Nineteen years later, when Safdar Hashmi goes under the hammer at the Emami Chisel Art Auction in Kolkata
on February 23, its base price will be Rs 2- Rs 2.5 crore. “Just don’t ask how I managed to get hold of the painting,” chuckles Vikram Bachhawat, director of the art house, as he proudly introduces the work. Since there will be an online auction too, interested buyers can log on to emami-chisel.com and place their bids from February 16.
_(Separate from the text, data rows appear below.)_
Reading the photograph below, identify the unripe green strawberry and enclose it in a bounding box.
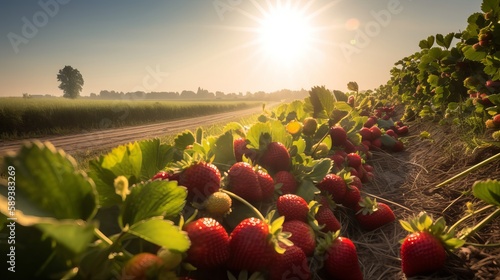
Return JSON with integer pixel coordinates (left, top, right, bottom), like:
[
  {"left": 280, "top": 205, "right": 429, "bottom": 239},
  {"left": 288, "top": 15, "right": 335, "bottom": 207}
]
[
  {"left": 183, "top": 217, "right": 230, "bottom": 269},
  {"left": 204, "top": 191, "right": 232, "bottom": 216},
  {"left": 302, "top": 117, "right": 318, "bottom": 136}
]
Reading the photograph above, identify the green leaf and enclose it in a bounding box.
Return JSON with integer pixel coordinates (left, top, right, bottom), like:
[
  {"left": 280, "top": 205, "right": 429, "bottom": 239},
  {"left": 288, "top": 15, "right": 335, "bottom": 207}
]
[
  {"left": 128, "top": 217, "right": 190, "bottom": 252},
  {"left": 121, "top": 180, "right": 187, "bottom": 226},
  {"left": 138, "top": 139, "right": 173, "bottom": 181},
  {"left": 212, "top": 131, "right": 235, "bottom": 166},
  {"left": 427, "top": 74, "right": 440, "bottom": 87},
  {"left": 463, "top": 45, "right": 487, "bottom": 61},
  {"left": 3, "top": 141, "right": 98, "bottom": 220},
  {"left": 419, "top": 36, "right": 435, "bottom": 49},
  {"left": 473, "top": 180, "right": 500, "bottom": 206},
  {"left": 295, "top": 180, "right": 320, "bottom": 202},
  {"left": 101, "top": 142, "right": 142, "bottom": 183},
  {"left": 399, "top": 220, "right": 415, "bottom": 233},
  {"left": 246, "top": 122, "right": 271, "bottom": 149},
  {"left": 481, "top": 0, "right": 500, "bottom": 13},
  {"left": 174, "top": 130, "right": 196, "bottom": 150},
  {"left": 36, "top": 220, "right": 96, "bottom": 255}
]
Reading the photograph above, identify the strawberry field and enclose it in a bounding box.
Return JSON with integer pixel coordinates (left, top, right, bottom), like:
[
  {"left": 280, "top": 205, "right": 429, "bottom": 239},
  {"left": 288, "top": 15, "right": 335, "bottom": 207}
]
[{"left": 2, "top": 0, "right": 500, "bottom": 279}]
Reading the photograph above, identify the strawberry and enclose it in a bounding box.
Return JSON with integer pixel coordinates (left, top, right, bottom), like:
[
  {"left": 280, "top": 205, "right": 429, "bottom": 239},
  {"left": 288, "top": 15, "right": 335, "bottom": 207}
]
[
  {"left": 152, "top": 171, "right": 179, "bottom": 181},
  {"left": 302, "top": 117, "right": 318, "bottom": 136},
  {"left": 355, "top": 197, "right": 395, "bottom": 231},
  {"left": 227, "top": 162, "right": 262, "bottom": 202},
  {"left": 318, "top": 233, "right": 363, "bottom": 280},
  {"left": 396, "top": 125, "right": 409, "bottom": 136},
  {"left": 315, "top": 205, "right": 341, "bottom": 233},
  {"left": 277, "top": 194, "right": 309, "bottom": 222},
  {"left": 392, "top": 140, "right": 405, "bottom": 152},
  {"left": 492, "top": 114, "right": 500, "bottom": 126},
  {"left": 274, "top": 171, "right": 298, "bottom": 194},
  {"left": 203, "top": 191, "right": 232, "bottom": 217},
  {"left": 259, "top": 141, "right": 291, "bottom": 174},
  {"left": 369, "top": 126, "right": 382, "bottom": 139},
  {"left": 346, "top": 153, "right": 362, "bottom": 168},
  {"left": 371, "top": 137, "right": 382, "bottom": 149},
  {"left": 226, "top": 218, "right": 273, "bottom": 271},
  {"left": 179, "top": 161, "right": 221, "bottom": 202},
  {"left": 317, "top": 174, "right": 347, "bottom": 204},
  {"left": 329, "top": 154, "right": 345, "bottom": 171},
  {"left": 183, "top": 217, "right": 230, "bottom": 269},
  {"left": 330, "top": 126, "right": 348, "bottom": 146},
  {"left": 269, "top": 245, "right": 311, "bottom": 280},
  {"left": 121, "top": 253, "right": 164, "bottom": 280},
  {"left": 385, "top": 129, "right": 398, "bottom": 138},
  {"left": 364, "top": 116, "right": 377, "bottom": 128},
  {"left": 342, "top": 140, "right": 357, "bottom": 153},
  {"left": 233, "top": 137, "right": 249, "bottom": 162},
  {"left": 342, "top": 185, "right": 361, "bottom": 209},
  {"left": 359, "top": 127, "right": 372, "bottom": 141},
  {"left": 282, "top": 220, "right": 316, "bottom": 257},
  {"left": 399, "top": 212, "right": 465, "bottom": 277},
  {"left": 256, "top": 169, "right": 275, "bottom": 201}
]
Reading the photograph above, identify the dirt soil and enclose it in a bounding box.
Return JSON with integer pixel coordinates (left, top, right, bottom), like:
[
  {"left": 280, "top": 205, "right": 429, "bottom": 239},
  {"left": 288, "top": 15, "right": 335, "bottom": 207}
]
[{"left": 341, "top": 120, "right": 500, "bottom": 280}]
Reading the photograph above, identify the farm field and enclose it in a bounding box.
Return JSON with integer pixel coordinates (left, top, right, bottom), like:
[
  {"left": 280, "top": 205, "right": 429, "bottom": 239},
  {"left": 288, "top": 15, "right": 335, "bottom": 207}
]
[
  {"left": 2, "top": 0, "right": 500, "bottom": 279},
  {"left": 0, "top": 98, "right": 263, "bottom": 139}
]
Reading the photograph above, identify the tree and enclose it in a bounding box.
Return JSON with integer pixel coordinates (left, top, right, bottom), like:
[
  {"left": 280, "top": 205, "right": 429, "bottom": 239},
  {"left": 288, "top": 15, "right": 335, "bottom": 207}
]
[{"left": 57, "top": 65, "right": 84, "bottom": 99}]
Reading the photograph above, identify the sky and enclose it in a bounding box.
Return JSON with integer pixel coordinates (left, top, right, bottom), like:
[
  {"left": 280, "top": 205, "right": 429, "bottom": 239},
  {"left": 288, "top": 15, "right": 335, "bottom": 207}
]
[{"left": 0, "top": 0, "right": 482, "bottom": 97}]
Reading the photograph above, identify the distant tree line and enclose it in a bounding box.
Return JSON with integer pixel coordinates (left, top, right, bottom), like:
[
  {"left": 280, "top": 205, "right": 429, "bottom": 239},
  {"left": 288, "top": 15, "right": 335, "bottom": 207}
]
[{"left": 90, "top": 87, "right": 311, "bottom": 101}]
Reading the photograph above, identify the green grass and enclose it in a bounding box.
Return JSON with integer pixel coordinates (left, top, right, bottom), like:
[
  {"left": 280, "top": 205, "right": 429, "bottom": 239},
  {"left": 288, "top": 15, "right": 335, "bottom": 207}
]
[{"left": 0, "top": 98, "right": 262, "bottom": 139}]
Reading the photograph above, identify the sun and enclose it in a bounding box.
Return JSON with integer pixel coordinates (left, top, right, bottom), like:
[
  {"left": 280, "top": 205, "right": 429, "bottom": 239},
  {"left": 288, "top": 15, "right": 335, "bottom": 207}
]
[{"left": 256, "top": 4, "right": 314, "bottom": 64}]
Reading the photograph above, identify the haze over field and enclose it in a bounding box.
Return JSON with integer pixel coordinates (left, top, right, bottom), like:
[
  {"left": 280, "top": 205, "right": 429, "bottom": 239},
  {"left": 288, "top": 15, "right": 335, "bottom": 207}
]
[{"left": 0, "top": 0, "right": 480, "bottom": 97}]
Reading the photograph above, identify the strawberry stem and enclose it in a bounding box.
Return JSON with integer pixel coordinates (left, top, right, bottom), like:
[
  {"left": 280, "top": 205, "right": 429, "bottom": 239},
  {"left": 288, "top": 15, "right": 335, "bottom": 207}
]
[
  {"left": 434, "top": 152, "right": 500, "bottom": 189},
  {"left": 448, "top": 204, "right": 495, "bottom": 233},
  {"left": 221, "top": 189, "right": 266, "bottom": 221},
  {"left": 459, "top": 208, "right": 500, "bottom": 240}
]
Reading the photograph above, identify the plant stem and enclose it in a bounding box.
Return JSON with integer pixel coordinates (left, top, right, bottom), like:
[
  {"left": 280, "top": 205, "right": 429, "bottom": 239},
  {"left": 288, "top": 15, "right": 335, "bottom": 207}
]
[
  {"left": 435, "top": 152, "right": 500, "bottom": 188},
  {"left": 460, "top": 208, "right": 500, "bottom": 240},
  {"left": 221, "top": 189, "right": 266, "bottom": 221},
  {"left": 94, "top": 228, "right": 113, "bottom": 245},
  {"left": 448, "top": 204, "right": 495, "bottom": 233}
]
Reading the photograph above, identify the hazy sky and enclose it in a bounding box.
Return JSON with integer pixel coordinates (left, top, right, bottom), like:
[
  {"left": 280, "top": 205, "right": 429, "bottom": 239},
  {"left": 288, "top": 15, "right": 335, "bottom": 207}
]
[{"left": 0, "top": 0, "right": 481, "bottom": 97}]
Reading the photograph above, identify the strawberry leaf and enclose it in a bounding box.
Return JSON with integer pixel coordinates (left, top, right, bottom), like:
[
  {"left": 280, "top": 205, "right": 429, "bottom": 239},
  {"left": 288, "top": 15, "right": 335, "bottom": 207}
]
[
  {"left": 127, "top": 217, "right": 190, "bottom": 252},
  {"left": 121, "top": 180, "right": 187, "bottom": 227},
  {"left": 174, "top": 130, "right": 196, "bottom": 150},
  {"left": 138, "top": 139, "right": 174, "bottom": 180},
  {"left": 3, "top": 141, "right": 98, "bottom": 220},
  {"left": 473, "top": 179, "right": 500, "bottom": 206}
]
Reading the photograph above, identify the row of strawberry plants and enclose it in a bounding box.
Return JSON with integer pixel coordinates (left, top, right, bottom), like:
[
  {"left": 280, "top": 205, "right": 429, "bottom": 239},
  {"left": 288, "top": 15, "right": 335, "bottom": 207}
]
[
  {"left": 383, "top": 0, "right": 500, "bottom": 141},
  {"left": 1, "top": 85, "right": 499, "bottom": 279}
]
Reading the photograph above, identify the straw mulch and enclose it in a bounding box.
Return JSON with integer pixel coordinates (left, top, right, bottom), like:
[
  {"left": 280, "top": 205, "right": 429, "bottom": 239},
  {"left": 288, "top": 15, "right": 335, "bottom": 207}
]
[{"left": 329, "top": 120, "right": 500, "bottom": 280}]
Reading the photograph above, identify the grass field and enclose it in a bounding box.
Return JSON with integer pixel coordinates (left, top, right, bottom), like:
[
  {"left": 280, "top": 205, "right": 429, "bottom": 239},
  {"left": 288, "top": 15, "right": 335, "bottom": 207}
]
[{"left": 0, "top": 98, "right": 263, "bottom": 139}]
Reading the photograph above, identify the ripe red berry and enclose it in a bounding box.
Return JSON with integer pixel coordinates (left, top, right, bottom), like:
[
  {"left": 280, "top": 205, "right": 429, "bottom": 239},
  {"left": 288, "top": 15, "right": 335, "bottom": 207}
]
[
  {"left": 401, "top": 231, "right": 446, "bottom": 277},
  {"left": 277, "top": 194, "right": 309, "bottom": 222},
  {"left": 274, "top": 171, "right": 298, "bottom": 194}
]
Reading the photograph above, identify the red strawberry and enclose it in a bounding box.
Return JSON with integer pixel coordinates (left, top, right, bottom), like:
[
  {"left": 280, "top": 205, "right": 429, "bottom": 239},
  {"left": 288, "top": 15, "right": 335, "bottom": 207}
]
[
  {"left": 259, "top": 142, "right": 291, "bottom": 174},
  {"left": 183, "top": 218, "right": 230, "bottom": 269},
  {"left": 152, "top": 171, "right": 179, "bottom": 181},
  {"left": 315, "top": 205, "right": 341, "bottom": 233},
  {"left": 369, "top": 126, "right": 382, "bottom": 139},
  {"left": 282, "top": 220, "right": 316, "bottom": 257},
  {"left": 493, "top": 114, "right": 500, "bottom": 126},
  {"left": 233, "top": 137, "right": 250, "bottom": 162},
  {"left": 392, "top": 140, "right": 405, "bottom": 152},
  {"left": 121, "top": 253, "right": 164, "bottom": 280},
  {"left": 346, "top": 153, "right": 362, "bottom": 168},
  {"left": 342, "top": 140, "right": 357, "bottom": 153},
  {"left": 227, "top": 162, "right": 262, "bottom": 202},
  {"left": 277, "top": 194, "right": 309, "bottom": 221},
  {"left": 371, "top": 137, "right": 382, "bottom": 149},
  {"left": 385, "top": 129, "right": 398, "bottom": 138},
  {"left": 342, "top": 185, "right": 361, "bottom": 209},
  {"left": 256, "top": 169, "right": 275, "bottom": 201},
  {"left": 359, "top": 127, "right": 372, "bottom": 141},
  {"left": 330, "top": 126, "right": 348, "bottom": 146},
  {"left": 399, "top": 212, "right": 465, "bottom": 277},
  {"left": 274, "top": 171, "right": 298, "bottom": 194},
  {"left": 227, "top": 218, "right": 273, "bottom": 271},
  {"left": 355, "top": 197, "right": 395, "bottom": 231},
  {"left": 396, "top": 126, "right": 409, "bottom": 136},
  {"left": 330, "top": 154, "right": 345, "bottom": 171},
  {"left": 269, "top": 245, "right": 311, "bottom": 280},
  {"left": 317, "top": 174, "right": 347, "bottom": 204},
  {"left": 320, "top": 234, "right": 363, "bottom": 280},
  {"left": 401, "top": 231, "right": 446, "bottom": 277},
  {"left": 364, "top": 116, "right": 377, "bottom": 128},
  {"left": 179, "top": 162, "right": 221, "bottom": 202}
]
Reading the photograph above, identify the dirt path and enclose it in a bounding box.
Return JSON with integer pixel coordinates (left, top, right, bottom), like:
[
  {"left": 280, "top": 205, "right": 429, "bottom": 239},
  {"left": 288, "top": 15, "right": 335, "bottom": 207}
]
[{"left": 0, "top": 104, "right": 270, "bottom": 157}]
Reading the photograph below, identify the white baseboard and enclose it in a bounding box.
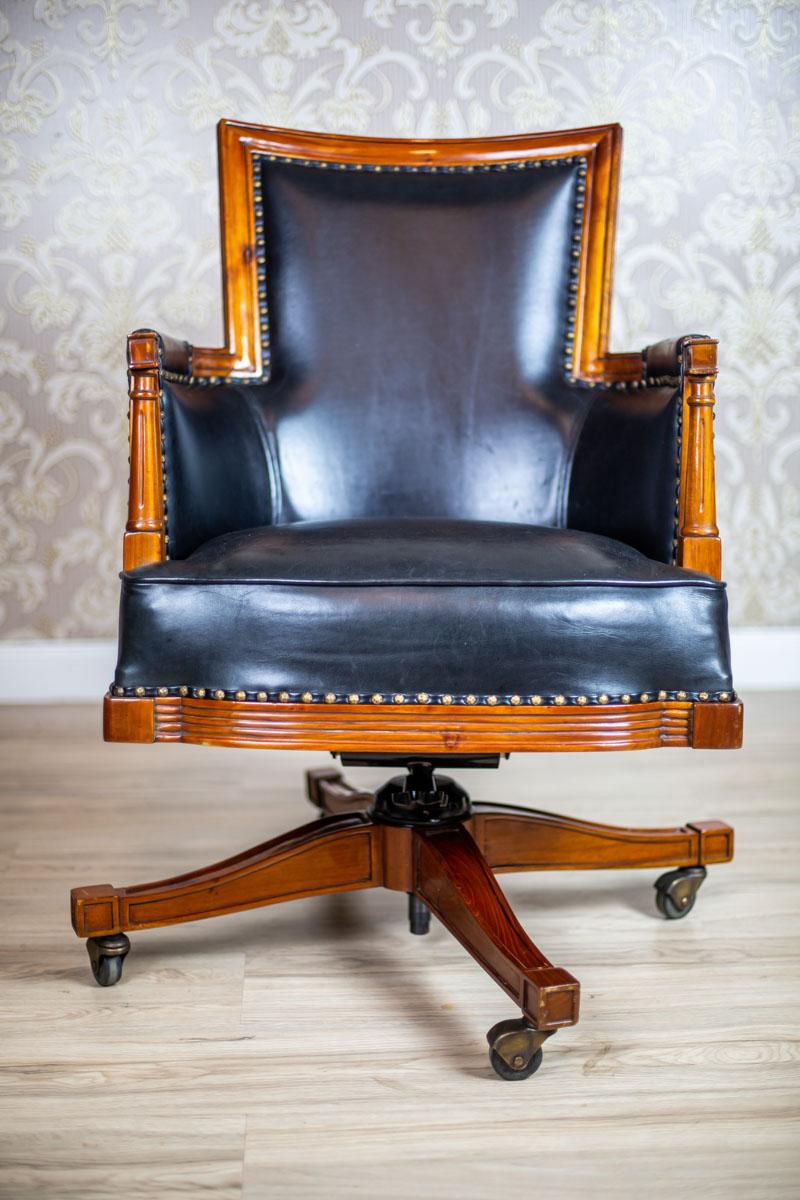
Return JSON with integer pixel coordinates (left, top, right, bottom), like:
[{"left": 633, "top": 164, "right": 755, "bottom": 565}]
[
  {"left": 0, "top": 639, "right": 117, "bottom": 703},
  {"left": 0, "top": 629, "right": 797, "bottom": 703}
]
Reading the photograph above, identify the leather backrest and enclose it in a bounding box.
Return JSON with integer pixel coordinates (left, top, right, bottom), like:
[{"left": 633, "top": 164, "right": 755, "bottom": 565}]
[{"left": 256, "top": 157, "right": 591, "bottom": 527}]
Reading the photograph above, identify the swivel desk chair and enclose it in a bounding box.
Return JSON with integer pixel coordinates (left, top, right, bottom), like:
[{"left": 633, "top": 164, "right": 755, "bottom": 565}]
[{"left": 70, "top": 121, "right": 740, "bottom": 1080}]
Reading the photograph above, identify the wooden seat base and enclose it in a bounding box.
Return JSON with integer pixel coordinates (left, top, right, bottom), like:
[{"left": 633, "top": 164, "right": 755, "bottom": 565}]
[{"left": 70, "top": 767, "right": 734, "bottom": 1069}]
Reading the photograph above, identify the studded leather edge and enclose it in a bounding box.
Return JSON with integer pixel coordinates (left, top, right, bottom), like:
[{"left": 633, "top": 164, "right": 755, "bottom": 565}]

Other notable artists in the 89 lots include Tyeb Mehta’s oil Kali III (estimated price Rs 5 crore), SH Raza’s Landscape (Rs 1 crore), Bikash Bhattacharjee’s Over The Dark Clouds (Rs 50 lakh) and Amrita Sher-Gil’s untitled work with a base price of Rs 16 lakh. “We wanted a variety of paintings and worked hard to get some of the best creations,” said Bachhawat. They also introduced the concept of lock-in period, according to which works of young artists need to be at least three years old, and those by senior artists, five. Also, no artwork that has been sold in an auction over the past seven years is accepted, and the provenance of each creation is listed in the information provided to prospective bidders.
Apart from the regulars on the art circuit—Satish Gujral and Dharmendra Rathore, gallery owners Arun Vadhera, Ashish Anand and Bhavna Kakar and art critics Ina Puri, Alka Raghuvanshi and Prayag Shukla. Artists Chatrapati Dutta, Sekhar Roy and Samindranath Majumdar, meanwhile, introduced their works at the do.
Dutta’s work Glorious City may have raked in Rs 7.5 lakh at the recent Christie’s auction in Kolkata, but he wasn’t vocal about his expectations at the forthcoming sale. “One can never tell,” he said. Bachhawat, on the other hand, was confident. “We are looking at Rs 16-20 crore,” said the entrepreneur, who also hoped to benefit from the fact that unlike other cities, Kolkata does not levy 12.5 per cent VAT on art. “That saves the collectors a lot of money,” he said.